In the case of Commonwealth v. Mark J. Davis, the highest court in Massachusetts has recently ruled that police officers can arrest for DUI Drugs based on the officer’s observations.
The ruling stems from a 2015 arrest made by then Massachusetts State Police Major Daniel Risteen. Major Risteen observed speeding, weaving, and erratic operation on the Route 90, the Mass. Turnpike. He noticed telltale signs of marijuana use such as red, glassy, droopy, and “heavy” eyes. He also observed slow and lethargic speech. He testified in court that the passengers also appeared to be high on marijuana. He detected strong marijuana odors coming from the vehicle and the driver admitted that he had smoked marijuana a couple of hours prior to driving.
Major Risteen determined that he had probable cause to arrest the driver for OUI Drugs. The arrest led to the discovery of an illegal firearm, oxycodone pills, and marijuana. The Supreme Judicial Court ruled that the arrest for operating a motor vehicle while under the influence of marijuana was valid and justified based on the Major’s observations of the driver’s appearance, demeanor, and behavior during the motor vehicle stop.
It is a crime in Massachusetts to drive if substances such as alcohol or marijuana diminish the driver’s ability to safely operate the motor vehicle. The driver does not have to be “drunk” or “high on drugs.” All that the law requires is diminished capacity to safely operate by reason of drugs or alcohol. Even legal drugs can result in a DUI charge. Police officers and other lay witnesses are allowed to testify regarding their observations of impairment.
Here, the driver had trouble keeping his eyes open and following simple instructions. He had trouble focusing and his coordination was slow. Also, he admitted to marijuana use.

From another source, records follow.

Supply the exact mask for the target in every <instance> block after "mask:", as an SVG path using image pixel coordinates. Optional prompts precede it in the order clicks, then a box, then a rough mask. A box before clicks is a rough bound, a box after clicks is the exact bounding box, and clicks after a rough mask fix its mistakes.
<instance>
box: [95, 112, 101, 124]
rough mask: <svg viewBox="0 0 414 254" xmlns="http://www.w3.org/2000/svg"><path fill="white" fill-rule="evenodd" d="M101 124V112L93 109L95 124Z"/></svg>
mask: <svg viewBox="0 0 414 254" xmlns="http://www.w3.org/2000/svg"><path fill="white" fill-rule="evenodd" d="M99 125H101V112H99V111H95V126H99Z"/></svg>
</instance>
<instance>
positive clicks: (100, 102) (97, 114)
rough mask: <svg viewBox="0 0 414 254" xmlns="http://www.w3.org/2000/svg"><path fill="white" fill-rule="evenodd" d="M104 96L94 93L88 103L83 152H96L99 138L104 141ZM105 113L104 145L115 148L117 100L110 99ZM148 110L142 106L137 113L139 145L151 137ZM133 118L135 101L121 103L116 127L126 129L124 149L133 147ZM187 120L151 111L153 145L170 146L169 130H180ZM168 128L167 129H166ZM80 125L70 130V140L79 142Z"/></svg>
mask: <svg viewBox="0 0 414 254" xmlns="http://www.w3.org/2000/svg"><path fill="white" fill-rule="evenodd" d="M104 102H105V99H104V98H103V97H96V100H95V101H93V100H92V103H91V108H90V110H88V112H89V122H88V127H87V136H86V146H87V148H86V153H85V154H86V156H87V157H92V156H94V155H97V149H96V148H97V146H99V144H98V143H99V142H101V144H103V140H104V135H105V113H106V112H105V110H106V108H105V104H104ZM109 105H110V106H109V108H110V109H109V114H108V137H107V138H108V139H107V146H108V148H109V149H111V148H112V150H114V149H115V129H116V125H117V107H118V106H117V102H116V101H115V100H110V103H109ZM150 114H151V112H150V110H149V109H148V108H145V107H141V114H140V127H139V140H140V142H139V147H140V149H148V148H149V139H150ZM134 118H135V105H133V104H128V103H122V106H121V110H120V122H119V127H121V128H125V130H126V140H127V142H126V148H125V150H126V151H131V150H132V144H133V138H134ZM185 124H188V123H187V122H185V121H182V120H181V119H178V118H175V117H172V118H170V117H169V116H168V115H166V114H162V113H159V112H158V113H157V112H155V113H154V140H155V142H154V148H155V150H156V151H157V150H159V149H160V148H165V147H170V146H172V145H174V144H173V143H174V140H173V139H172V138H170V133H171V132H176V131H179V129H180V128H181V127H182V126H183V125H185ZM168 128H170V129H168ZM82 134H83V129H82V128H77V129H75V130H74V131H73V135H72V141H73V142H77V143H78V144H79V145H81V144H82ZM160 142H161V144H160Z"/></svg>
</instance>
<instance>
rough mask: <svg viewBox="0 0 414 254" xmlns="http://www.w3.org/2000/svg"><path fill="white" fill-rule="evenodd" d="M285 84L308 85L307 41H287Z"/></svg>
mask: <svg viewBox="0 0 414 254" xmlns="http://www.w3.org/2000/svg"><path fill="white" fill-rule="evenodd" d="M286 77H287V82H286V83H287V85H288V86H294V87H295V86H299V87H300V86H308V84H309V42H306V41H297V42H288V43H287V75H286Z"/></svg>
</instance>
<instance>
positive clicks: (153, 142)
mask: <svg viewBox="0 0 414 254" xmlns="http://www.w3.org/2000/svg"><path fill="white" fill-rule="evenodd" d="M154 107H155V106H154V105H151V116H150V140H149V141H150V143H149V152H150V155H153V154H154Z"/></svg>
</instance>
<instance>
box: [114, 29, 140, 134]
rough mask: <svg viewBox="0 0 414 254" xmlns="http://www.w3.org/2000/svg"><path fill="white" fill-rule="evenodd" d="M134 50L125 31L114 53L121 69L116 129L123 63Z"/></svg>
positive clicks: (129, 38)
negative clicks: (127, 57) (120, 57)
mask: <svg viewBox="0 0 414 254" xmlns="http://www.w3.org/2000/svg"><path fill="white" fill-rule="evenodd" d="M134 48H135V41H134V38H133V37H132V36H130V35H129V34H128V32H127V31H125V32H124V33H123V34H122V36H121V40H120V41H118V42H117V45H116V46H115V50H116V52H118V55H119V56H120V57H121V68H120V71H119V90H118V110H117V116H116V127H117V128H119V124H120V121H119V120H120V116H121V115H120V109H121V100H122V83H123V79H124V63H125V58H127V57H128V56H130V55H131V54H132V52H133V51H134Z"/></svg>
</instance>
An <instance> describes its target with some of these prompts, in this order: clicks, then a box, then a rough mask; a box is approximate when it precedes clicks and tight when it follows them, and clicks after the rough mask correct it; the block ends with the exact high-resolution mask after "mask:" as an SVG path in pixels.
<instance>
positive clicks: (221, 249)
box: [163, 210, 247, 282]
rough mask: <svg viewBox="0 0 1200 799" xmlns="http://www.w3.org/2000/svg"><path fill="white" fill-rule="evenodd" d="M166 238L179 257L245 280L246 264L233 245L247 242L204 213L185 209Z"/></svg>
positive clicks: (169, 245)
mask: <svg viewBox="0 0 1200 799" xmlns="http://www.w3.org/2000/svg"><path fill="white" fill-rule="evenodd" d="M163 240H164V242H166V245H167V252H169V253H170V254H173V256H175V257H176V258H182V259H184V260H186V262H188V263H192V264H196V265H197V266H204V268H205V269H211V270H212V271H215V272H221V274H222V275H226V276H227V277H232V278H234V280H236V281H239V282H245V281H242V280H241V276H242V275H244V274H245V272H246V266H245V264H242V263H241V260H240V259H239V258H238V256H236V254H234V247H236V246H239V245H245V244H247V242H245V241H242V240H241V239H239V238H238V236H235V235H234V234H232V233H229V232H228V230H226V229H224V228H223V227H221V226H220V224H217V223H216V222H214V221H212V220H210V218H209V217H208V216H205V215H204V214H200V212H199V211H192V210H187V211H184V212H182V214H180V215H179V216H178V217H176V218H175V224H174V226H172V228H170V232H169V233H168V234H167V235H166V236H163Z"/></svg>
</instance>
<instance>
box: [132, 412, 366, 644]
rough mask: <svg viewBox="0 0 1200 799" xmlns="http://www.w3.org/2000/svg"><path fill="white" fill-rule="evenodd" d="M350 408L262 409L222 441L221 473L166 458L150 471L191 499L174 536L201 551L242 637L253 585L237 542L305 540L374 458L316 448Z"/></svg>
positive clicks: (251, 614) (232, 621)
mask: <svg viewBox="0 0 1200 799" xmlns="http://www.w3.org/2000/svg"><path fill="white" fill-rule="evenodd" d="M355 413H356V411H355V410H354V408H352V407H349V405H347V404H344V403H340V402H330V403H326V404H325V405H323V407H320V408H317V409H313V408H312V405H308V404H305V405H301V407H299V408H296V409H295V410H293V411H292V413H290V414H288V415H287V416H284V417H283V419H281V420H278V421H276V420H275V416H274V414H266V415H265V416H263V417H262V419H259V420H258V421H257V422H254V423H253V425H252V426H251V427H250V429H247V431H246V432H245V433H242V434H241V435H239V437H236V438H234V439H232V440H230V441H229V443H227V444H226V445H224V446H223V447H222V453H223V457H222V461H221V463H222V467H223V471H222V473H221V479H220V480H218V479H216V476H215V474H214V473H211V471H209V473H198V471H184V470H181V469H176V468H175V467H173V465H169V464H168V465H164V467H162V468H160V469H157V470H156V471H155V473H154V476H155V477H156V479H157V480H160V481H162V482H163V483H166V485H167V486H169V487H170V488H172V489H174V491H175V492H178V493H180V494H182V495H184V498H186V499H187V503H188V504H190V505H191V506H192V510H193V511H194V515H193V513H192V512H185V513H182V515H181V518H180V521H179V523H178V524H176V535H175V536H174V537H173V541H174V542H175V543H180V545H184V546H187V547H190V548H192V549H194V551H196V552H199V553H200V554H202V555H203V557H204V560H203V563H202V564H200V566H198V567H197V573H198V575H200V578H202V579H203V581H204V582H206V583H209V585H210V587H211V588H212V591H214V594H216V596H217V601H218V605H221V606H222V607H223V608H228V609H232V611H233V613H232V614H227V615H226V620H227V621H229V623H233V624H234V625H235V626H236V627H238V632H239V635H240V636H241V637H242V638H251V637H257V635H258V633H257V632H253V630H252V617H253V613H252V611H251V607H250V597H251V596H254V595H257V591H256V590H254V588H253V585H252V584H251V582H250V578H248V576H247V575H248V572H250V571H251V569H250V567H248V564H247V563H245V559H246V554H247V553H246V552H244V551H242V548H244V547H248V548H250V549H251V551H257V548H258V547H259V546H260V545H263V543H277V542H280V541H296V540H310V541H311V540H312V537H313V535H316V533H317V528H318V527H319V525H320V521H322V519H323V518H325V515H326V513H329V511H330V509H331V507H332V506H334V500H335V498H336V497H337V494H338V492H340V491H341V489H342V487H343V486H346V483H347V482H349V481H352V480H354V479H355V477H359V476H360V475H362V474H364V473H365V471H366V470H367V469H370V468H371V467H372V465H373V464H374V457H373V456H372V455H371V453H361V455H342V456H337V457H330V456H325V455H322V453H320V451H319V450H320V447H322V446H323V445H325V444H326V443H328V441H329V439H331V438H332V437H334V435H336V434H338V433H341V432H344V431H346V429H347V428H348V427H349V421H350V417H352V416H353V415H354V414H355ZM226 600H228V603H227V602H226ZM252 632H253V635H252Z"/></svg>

With the legalization of marijuana, Massachusetts Police Officers will be on the lookout for impaired drivers and the number of DUI drug prosecutions is likely to increase. A DUI drugs conviction carries the same license suspension penalties as DUI liquor and all repeat offenders will be required to use an ignition interlock device, even if the conviction is for drugs and not alcohol.